“e”Health: More than just “electronic”

Everybody talks about e-health these days, but few people have come up with a clear definition of this comparatively new term. Barely in use before 1999, this term now seems to serve as a general "buzzword" used to characterize not only "Internet medicine", but also virtually everything related to computers and medicine. The term was apparently first used by industry leaders and marketing people rather than academics. They created and used this term in line with other "e-words" such as e-commerce, e-business, e-solutions, and so on, in an attempt to convey the promises, principles, excitement (and hype) around e-commerce (electronic commerce) to the health arena, and to give an account of the new possibilities the Internet is opening up to the area of health care. Intel, for example, referred to e-health as "a concerted effort undertaken by leaders in health care and hi-tech industries to fully harness the benefits available through convergence of the Internet and health care."

Because the Internet created new opportunities and challenges to the traditional health care information technology industry, the use of a new term to address these issues seemed appropriate. These "new" challenges for the health care information technology industry were mainly:
a.) the capability of consumers to interact with their systems online ("business to consumer",)
b.) improved possibilities for institution-to-institution transmissions of data ("business to business",) and
c.) new possibilities for peer-to-peer communication of consumers ("consumer to consumer".)


e-health is an emerging field in the intersection of medical informatics, public health and business, referring to health services and information delivered or enhanced through the Internet and related technologies. In a broader sense, the term characterizes not only a technical development, but also a state-of-mind, a way of thinking, an attitude, and a commitment for networked, global thinking, to improve health care locally, regionally, and worldwide by using information and communication technology. This definition hopefully is broad enough to apply to a dynamic environment such as the Internet and at the same time acknowledges that e-health encompasses more than just "Internet and Medicine". As such, the "e" in e-health does not only stand for "electronic," but implies a number of other "e's," which together perhaps best characterize what e-health is all about (or what it should be).

The “e” in “eHealth”

1. Efficient - one of the promises of e-health is to increase efficiency in health care, thereby decreasing costs.

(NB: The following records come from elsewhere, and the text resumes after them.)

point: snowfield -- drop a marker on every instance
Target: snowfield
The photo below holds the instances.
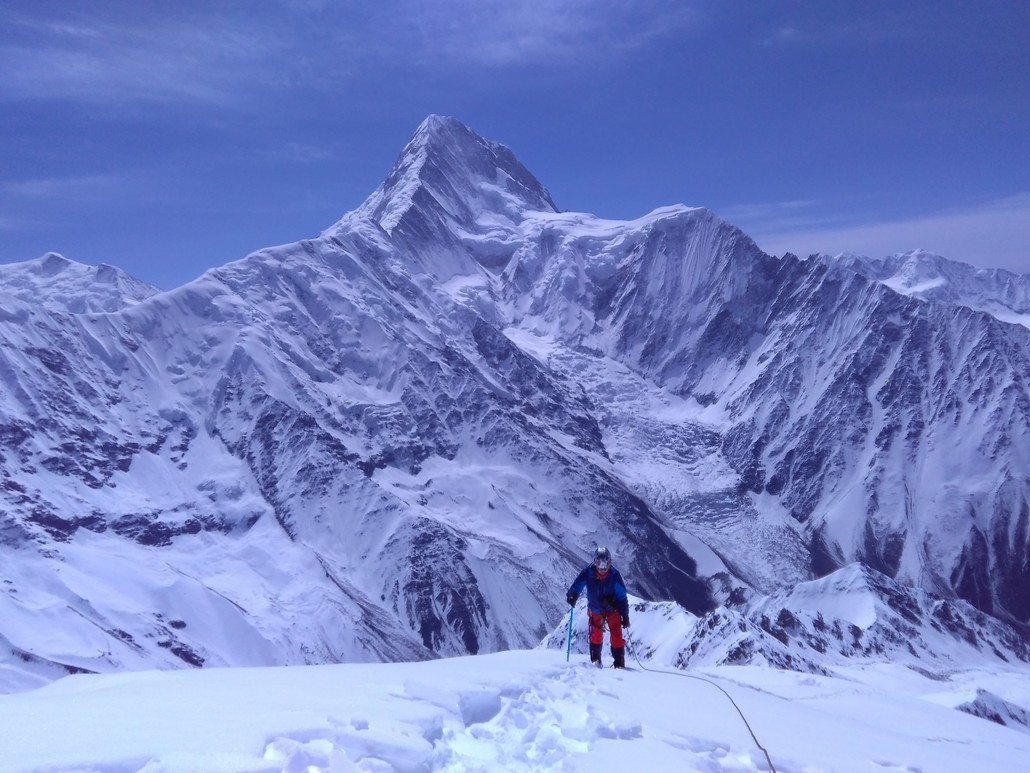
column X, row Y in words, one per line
column 524, row 710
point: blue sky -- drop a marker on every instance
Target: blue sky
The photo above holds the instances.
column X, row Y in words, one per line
column 169, row 138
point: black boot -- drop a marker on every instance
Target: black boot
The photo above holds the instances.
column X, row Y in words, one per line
column 619, row 653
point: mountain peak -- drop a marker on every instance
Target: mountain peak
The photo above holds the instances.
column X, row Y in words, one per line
column 447, row 174
column 57, row 282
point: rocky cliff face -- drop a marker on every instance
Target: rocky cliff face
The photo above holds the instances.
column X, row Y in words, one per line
column 402, row 438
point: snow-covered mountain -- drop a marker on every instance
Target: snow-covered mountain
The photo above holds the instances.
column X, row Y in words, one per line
column 56, row 282
column 401, row 439
column 932, row 277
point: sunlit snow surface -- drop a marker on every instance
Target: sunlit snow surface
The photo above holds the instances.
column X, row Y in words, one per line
column 522, row 710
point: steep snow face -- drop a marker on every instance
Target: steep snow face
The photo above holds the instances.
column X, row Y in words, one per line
column 931, row 277
column 54, row 281
column 451, row 196
column 852, row 615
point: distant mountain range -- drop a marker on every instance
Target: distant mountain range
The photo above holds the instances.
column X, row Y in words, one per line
column 402, row 438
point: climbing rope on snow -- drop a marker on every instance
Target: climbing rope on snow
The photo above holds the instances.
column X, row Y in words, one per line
column 717, row 686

One possible way of decreasing costs would be by avoiding duplicative or unnecessary diagnostic or therapeutic interventions, through enhanced communication possibilities between health care establishments, and through patient involvement.

2. Enhancing - quality of care - increasing efficiency involves not only reducing costs, but at the same time improving quality. E-health may enhance the quality of health care for example by allowing comparisons between different providers, involving consumers as additional power for quality assurance, and directing patient streams to the best quality providers.

3. Evidence based - e-health interventions should be evidence-based in a sense that their effectiveness and efficiency should not be assumed but proven by rigorous scientific evaluation. Much work still has to be done in this area.

4. Empowering - consumers and patients - by making the knowledge bases of medicine and personal electronic records accessible to consumers over the Internet, e-health opens new avenues for patient-centered medicine, and enables evidence-based patient choice.

5. Encouraging - of a new relationship between the patient and health professional, towards a true partnership, where decisions are made in a shared manner.

6. Educating - of physicians through online sources (continuing medical education) and consumers (health education, tailored preventive information for consumers.)

7. Enabling - information exchange and communication in a standardized way between health care establishments.

8. Extending - the scope of health care beyond its conventional boundaries. This is meant in both a geographical sense as well as in a conceptual sense. e-health enables consumers to easily obtain health services online from global providers. These services can range from simple advice to more complex interventions or products such a pharmaceuticals.

9. Ethical - e-health involves new forms of patient-physician interaction and poses new challenges and threats to ethical issues such as online professional practice, informed consent, privacy and equity issues.

10. Equitable - to make health care more equitable is one of the promises of e-health, but at the same time there is a considerable threat that e-health may deepen the gap between the "haves" and "have-nots". People, who do not have the money, skills, and access to computers and networks, cannot use computers effectively. As a result, these patient populations (which would actually benefit the most from health information) are those who are the least likely to benefit from advances in information technology, unless political measures ensure equitable access for all. The digital divide currently runs between rural vs. urban populations, rich vs. poor, young vs. old, male vs. female people, and between neglected/rare vs. common diseases.

11. In addition, e-health should also be easy-to-use, entertaining, engaging, and exciting.